Electrical & Computer Engineering     |     Carnegie Mellon

Tuesday, April 16, 12:00-1:00 p.m. HH-1112

David Whelihan
Carnegie Mellon University

Packet Switched Interconnection Networks for SOC

As we move into the billion transistor per chip era, more and more functionality is being moved onto a single chip. These systems are conglomerations of discrete macro-scale blocks (DSPs, RISC processors, memories, etc.) with the associated glue logic to facilitate intercommunication.

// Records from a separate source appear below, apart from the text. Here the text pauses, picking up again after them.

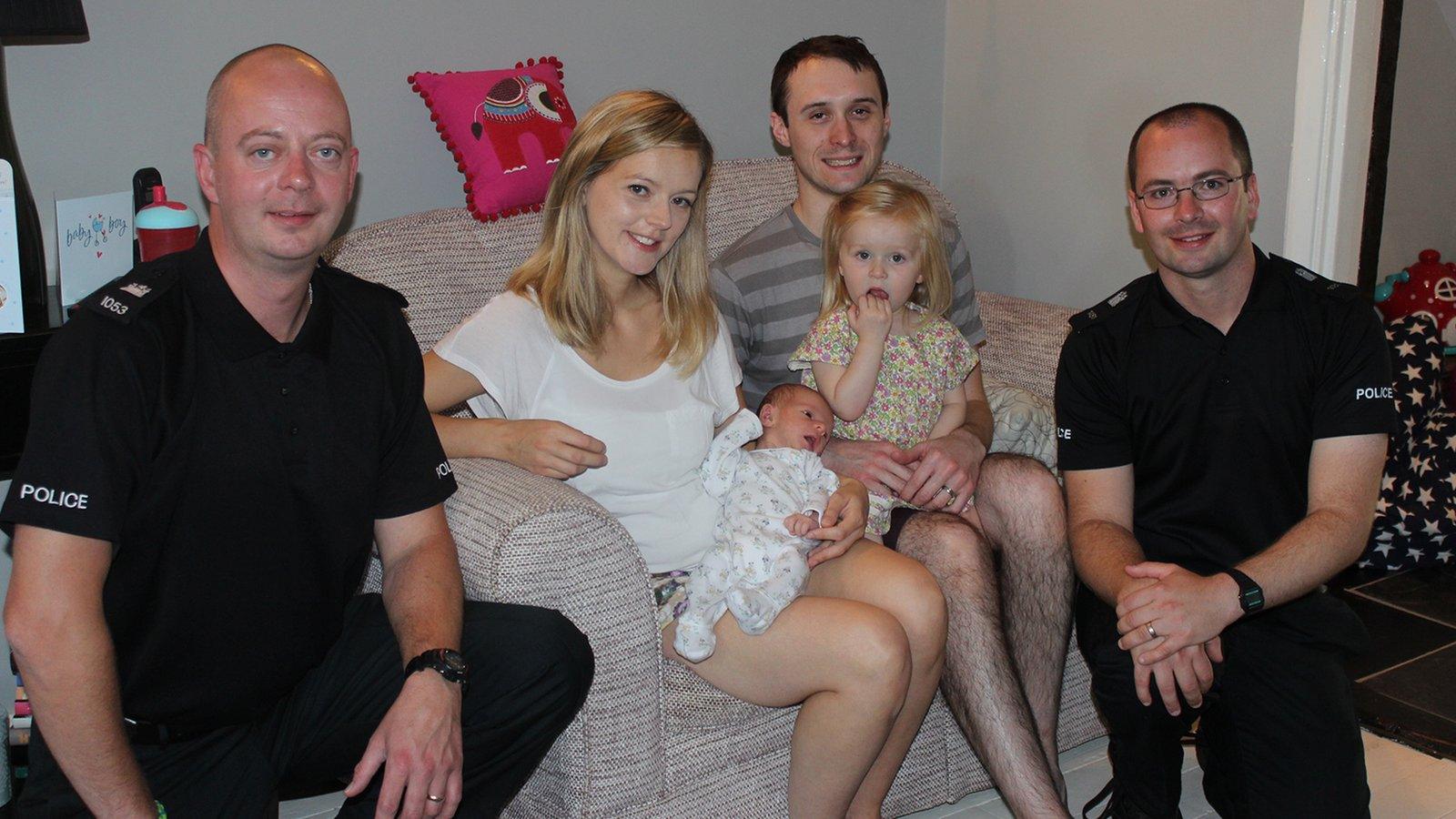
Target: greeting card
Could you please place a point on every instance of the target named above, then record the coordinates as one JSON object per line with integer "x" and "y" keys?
{"x": 94, "y": 238}
{"x": 12, "y": 312}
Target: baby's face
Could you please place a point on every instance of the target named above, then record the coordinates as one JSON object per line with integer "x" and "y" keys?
{"x": 800, "y": 421}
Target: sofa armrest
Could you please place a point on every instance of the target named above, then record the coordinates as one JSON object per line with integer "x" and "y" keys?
{"x": 535, "y": 541}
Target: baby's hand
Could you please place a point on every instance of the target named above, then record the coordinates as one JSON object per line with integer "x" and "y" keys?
{"x": 801, "y": 523}
{"x": 870, "y": 317}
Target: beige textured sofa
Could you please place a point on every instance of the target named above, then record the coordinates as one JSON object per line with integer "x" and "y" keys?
{"x": 652, "y": 739}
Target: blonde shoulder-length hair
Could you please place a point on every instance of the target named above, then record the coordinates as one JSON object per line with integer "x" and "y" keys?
{"x": 890, "y": 200}
{"x": 561, "y": 270}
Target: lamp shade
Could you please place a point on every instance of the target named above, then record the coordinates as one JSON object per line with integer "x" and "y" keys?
{"x": 43, "y": 18}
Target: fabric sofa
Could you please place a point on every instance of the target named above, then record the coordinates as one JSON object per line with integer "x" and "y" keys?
{"x": 652, "y": 739}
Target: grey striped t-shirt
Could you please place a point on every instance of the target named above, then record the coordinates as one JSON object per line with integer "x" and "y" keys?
{"x": 769, "y": 285}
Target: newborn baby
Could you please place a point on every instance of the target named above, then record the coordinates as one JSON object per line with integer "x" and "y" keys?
{"x": 771, "y": 497}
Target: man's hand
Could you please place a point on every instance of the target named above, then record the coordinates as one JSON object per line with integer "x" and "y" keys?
{"x": 877, "y": 464}
{"x": 1190, "y": 671}
{"x": 801, "y": 523}
{"x": 419, "y": 742}
{"x": 552, "y": 450}
{"x": 870, "y": 317}
{"x": 1183, "y": 608}
{"x": 842, "y": 523}
{"x": 951, "y": 460}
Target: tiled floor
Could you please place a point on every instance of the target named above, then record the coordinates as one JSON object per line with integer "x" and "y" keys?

Unfortunately, full-chip timing in this environment is non-trivial. It has been estimated that by 2010, on-chip speeds could reach up to 10 GHz. A large System on a Chip with a die edge of 22mm would have a diagonal signal flight time of greater than a clock period. Current ASIC design methodologies will prove inadequate in guaranteeing timing between blocks in such an environment

In this talk, I discuss statically and dynamically routed interconnection networks that facilitate communication between blocks using packet switching. These networks could allow for regularity of communication between blocks, speeding up design cycles.

David Whelihan received his B.S. in Computer Engineering from Syracuse University in 1996. After a 3 year stint as a chip designer, he came to Carnegie Mellon, earning his M.S. in Electrical & Computer Engineering in 2001. His research interests include interconnection networks, and novel reconfigurable devices.